5 november 2018 · Leestijd 4 min

Ik ben bang voor de dood. Niet zozeer voor die van mezelf, des te meer voor het lot van de mensen van wie ik houd. Vaak genoeg heb ik mijn familieleden, mijn vrienden en mijn vriend op de meest vreemde manieren ‘doodgedroomd’. De één wordt in mijn hersenspinsels getroffen door bliksem, de ander overlijd aan een zeldzame tropische ziekte. Een paar jaar geleden werd ik letterlijk hard wakker geschud, toen mijn dromen bijna uitkwamen…

Wrong time wrong place

Het was een on-Nederlandse zomerse dag.
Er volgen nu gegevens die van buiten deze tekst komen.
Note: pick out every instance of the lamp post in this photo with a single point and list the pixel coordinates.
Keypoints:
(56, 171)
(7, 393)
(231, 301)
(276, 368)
Met het hele gezin bevonden we ons die dag lekker burgerlijk op het strand. Biertje, zonnebrandje, afkoelen in veel te koud water, the usual. De zon ging bijna onder en wij naar huis. Mijn zus en zwager stapten in de ene auto. Mijn ouders, mijn broer, mijn vriend (toen nog alleen een vriend van de familie) en ik in de ander. Als één van ons nou iets langer het zand uit zijn handdoek had geklopt, nog even zijn veters had gestrikt, als we iets langer hadden staan dubben over bij wie we gingen barbecueën. Maar dat deden we niet, en dus belandden we een paar minuten later in een bizarre scène.  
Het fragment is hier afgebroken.